Blue Guardian Forex Platform Evaluation Report
1. Company Background
Founded: March 2022
Place of registration: Seychelles International Business Company (IBC)
Core team: average financial technology and risk control experience of more than 10 years, staff have worked in JPMorgan Chase, Fidelity Investments and IG Group
Market layout: Southeast Asia, Africa, Latin America and other emerging markets are the key promotion areas
2. Domain name and website analysis
Official website: blueguardian.com
Domain registration: February 2022, registration period until February 2025
Security certificate: HTTPS, Sectigo certificate valid until December 2024
Server and performance: Global CDN (nodes cover Singapore, Virginia and Frankfurt), home page loading time is about 1.2 seconds (GTmetrix test), mobile rating B+
Multi-language support: English, Spanish, Portuguese, Indonesian, Arabic; Chinese is not yet available
Compliance information display: hidden at the bottom of the page, with small font size and easy to be overlooked
3. Products and Services
Trading products: 70+ foreign exchange currency pairs, 15+ stock index CFDs, 10+ commodities (including precious metals, energy), a small amount of cryptocurrencies
Leverage level: up to 1:500 for foreign exchange, up to 1:200 for stock indices, up to 1:100 for commodities
Spreads and fees: EUR/USD starts at 1.2 pips, gold is about $0.4; standard accounts are commission-free, and zero-spread accounts charge a fixed fee
Account types: Standard Account ($100), Zero Spread Account ($500), VIP Professional Account ($10,000)
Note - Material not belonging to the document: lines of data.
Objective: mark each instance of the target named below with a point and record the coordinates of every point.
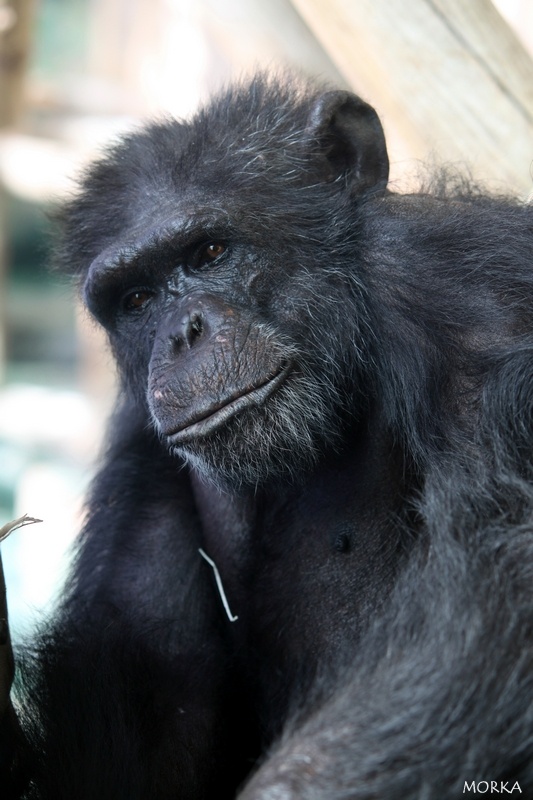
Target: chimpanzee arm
(129, 687)
(438, 697)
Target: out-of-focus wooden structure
(449, 77)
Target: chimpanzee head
(223, 257)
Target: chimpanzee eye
(137, 299)
(210, 252)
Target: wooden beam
(449, 78)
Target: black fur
(328, 388)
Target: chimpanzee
(307, 566)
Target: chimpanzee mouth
(215, 417)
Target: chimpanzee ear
(350, 141)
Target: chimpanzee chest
(304, 571)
Deposit/Withdrawal methods: Wire transfer, credit card, Skrill, Neteller, cryptocurrency
4. Regulatory Information
Regulator: Financial Services Authority of Seychelles (FSA Seychelles), license number SD100123
Regulatory level: only an international consulting and marketing license , no client funds isolation and compensation mechanism
International compliance: Not regulated by mainstream markets such as FCA, ASIC, CySEC, etc.
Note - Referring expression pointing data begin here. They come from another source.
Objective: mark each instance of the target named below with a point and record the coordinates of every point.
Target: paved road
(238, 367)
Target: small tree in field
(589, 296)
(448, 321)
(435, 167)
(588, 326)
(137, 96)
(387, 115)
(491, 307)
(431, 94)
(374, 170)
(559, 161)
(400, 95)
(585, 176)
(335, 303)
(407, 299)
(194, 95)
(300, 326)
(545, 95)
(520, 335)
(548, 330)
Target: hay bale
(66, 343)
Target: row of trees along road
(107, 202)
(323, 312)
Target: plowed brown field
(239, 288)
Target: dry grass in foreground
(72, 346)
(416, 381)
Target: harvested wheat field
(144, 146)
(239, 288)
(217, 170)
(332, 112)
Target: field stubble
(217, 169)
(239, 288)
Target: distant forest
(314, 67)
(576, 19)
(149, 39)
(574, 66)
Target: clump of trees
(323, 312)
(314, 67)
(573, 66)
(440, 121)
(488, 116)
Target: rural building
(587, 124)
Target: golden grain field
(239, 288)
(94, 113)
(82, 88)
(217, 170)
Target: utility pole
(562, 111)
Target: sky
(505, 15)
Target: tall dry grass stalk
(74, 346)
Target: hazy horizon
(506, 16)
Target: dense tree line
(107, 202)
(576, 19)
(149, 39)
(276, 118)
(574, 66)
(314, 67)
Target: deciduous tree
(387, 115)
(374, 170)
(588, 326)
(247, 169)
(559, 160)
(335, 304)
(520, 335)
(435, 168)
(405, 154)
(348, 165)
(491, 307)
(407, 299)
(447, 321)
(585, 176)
Tip: Due to limited regulatory coverage, customers face higher risks in terms of fund security and dispute resolution.
5. Trading conditions
Slippage performance: During high volatility periods such as non-farm payrolls, the average slippage of EUR/USD is 2–3 pips
Rejection rate: about 0.8% during high volatility period
Overnight interest: Calculated by Tom-Next, generally 0.1–0.2% higher than the industry average
Forced liquidation mechanism: Automatic forced liquidation when margin ratio is lower than 25%, no additional buffer
6. Trading Platform
MT4: Supports desktop and mobile EA automatic trading, but some EA plug-ins have poor compatibility
WebTrader: Supports browser use, lacks advanced charts and one-click closing
Technical stability: average daily disconnection rate < 0.2%, peak latency up to 300ms
Plugin support: does not support Trading Central, Autochartist and other tools
7. Cooperation and Customer Support
Agency cooperation: Cooperation with local securities companies, financial websites, and social platforms
Customer service language: Support English, Spanish, Indonesian, no Chinese customer service
Response efficiency: Online chat is responded within about 30 seconds, and email tickets are processed within 24 hours
Value-added service: VIPs receive one-on-one strategic guidance once a month
8. Risk Assessment
Weak supervision: FSA only provides light supervision
Execution costs: Slippage and rejection rate increase transaction costs
Tool Missing: Lack of advanced plugins and automatic strategy support
Liquidity risk: high leverage + counterparty concentration may lead to widening interest rate spreads
Recommendation: Only suitable for investors with high risk tolerance, be sure to control leverage and strictly stop loss.
9. Conclusion
Blue Guardian attracts short- and medium-term traders with its low threshold, high leverage, and smart trading as its selling points. However, due to its weak regulatory qualifications and low execution stability, it is suitable as a strategy tester or secondary platform.
Professional investors: It is recommended to give priority to mainstream platforms that are strictly regulated by FCA, ASIC, and CySEC.